Federal prosecutors on Wednesday charged a dozen individuals in Minnesota, California and New York in connection with a highly organized fraud ring that allegedly relied on bank employees, runners and many others to steal more than $10 million from some of the nation's top financial institutions.
A sweeping federal indictment unsealed in St. Paul alleges that the defendants were part of a massive network that stole identities, took over bank and credit card accounts, tapped home equity credit lines and distributed counterfeit business and personal checks. The ring, operating since 2006, carried out its crimes in numerous states, the government says.
The head of the Minnesota Financial Crimes Task Force has said that that the case appears to be among the biggest of its type in the country. Task force commander Patrick Henry said last year that the ring was rooted in West Africa and Eastern Europe, and that it accounted for as much as 40 percent of the fraudulent check activity in the Twin Cities.
The indictment says the ring stole identity information to create phony bank and credit accounts. It recruited people to assume the stolen identities and withdraw funds from financial institutions and businesses. It corrupted employees at financial institutions to obtain account information and defeat antifraud measures. And the ring used fraudulently obtained bank and credit information to obtain cash and merchandise, the indictment says.
Two of the defendants obtained cash and bought merchandise totaling more than $300,000 from the Mall of America and Southdale Mall using fraudulent credit cards, the government said.
Targets included some of the biggest names in finance: Bank of America, Wells Fargo, JP Morgan Chase, American Express and U.S. Bank. Other targets were TCF Bank, Wachovia Bank, Washington Mutual, Associated Bank, Capital One and Guaranty Bank.

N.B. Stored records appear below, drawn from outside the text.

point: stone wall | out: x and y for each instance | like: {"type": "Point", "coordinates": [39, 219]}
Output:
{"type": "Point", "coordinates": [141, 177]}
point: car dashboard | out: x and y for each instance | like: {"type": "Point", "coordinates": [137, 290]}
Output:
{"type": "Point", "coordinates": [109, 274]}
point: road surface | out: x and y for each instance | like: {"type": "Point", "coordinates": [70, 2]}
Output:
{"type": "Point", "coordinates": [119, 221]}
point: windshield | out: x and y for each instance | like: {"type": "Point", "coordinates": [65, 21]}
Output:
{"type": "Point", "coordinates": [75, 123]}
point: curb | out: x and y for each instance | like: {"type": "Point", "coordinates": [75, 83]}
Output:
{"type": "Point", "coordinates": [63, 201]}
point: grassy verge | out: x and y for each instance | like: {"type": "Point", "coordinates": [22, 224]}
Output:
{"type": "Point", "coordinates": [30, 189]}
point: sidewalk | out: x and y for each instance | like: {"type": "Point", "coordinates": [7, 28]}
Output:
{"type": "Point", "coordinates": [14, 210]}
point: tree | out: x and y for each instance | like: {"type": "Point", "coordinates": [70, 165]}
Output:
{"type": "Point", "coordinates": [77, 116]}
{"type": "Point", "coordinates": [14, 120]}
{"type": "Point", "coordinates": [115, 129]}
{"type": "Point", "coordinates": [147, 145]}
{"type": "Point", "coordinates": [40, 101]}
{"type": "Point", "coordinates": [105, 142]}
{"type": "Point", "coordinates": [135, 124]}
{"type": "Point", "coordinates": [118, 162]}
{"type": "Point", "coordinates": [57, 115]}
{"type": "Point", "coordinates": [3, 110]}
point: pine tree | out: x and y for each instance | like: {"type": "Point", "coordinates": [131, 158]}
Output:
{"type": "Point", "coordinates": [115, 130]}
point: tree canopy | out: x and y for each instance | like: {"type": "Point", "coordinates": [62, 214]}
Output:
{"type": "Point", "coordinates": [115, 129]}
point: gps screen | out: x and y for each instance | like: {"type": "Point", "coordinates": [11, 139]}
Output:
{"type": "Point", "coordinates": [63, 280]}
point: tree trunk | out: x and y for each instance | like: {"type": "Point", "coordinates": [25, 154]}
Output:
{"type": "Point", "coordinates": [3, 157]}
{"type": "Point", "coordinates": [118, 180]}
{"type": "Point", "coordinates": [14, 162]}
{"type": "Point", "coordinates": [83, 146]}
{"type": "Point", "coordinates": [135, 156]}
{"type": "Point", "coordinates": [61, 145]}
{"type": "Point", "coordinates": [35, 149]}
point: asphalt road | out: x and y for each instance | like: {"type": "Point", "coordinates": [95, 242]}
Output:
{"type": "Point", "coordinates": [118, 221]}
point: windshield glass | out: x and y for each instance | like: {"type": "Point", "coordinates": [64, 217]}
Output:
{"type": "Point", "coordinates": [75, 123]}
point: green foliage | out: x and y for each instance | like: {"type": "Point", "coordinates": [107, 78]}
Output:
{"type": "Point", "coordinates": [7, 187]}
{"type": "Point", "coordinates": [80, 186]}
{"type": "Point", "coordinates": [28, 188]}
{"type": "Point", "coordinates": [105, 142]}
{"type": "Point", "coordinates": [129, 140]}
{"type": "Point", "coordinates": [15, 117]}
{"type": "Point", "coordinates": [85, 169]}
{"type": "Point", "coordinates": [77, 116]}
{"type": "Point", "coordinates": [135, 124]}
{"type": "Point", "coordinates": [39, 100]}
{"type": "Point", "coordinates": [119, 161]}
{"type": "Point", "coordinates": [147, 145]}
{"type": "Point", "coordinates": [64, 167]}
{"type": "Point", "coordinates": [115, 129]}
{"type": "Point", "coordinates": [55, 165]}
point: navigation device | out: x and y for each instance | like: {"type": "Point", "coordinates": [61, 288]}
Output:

Seven of the 12 defendants charged in the indictment were arrested Wednesday in Minnesota as part of what the government dubbed "Operation Starburst." Previous arrests were made in California.
The five men and two women arrested Wednesday were led into a federal court hearing in St. Paul in handcuffs. Dressed in casual clothes, including baggy jeans and sweaters, most of them stared straight ahead or read printouts of the indictment as U.S. Magistrate Judge Janie Mayeron read them their rights and set conditions for their release or ordered them detained.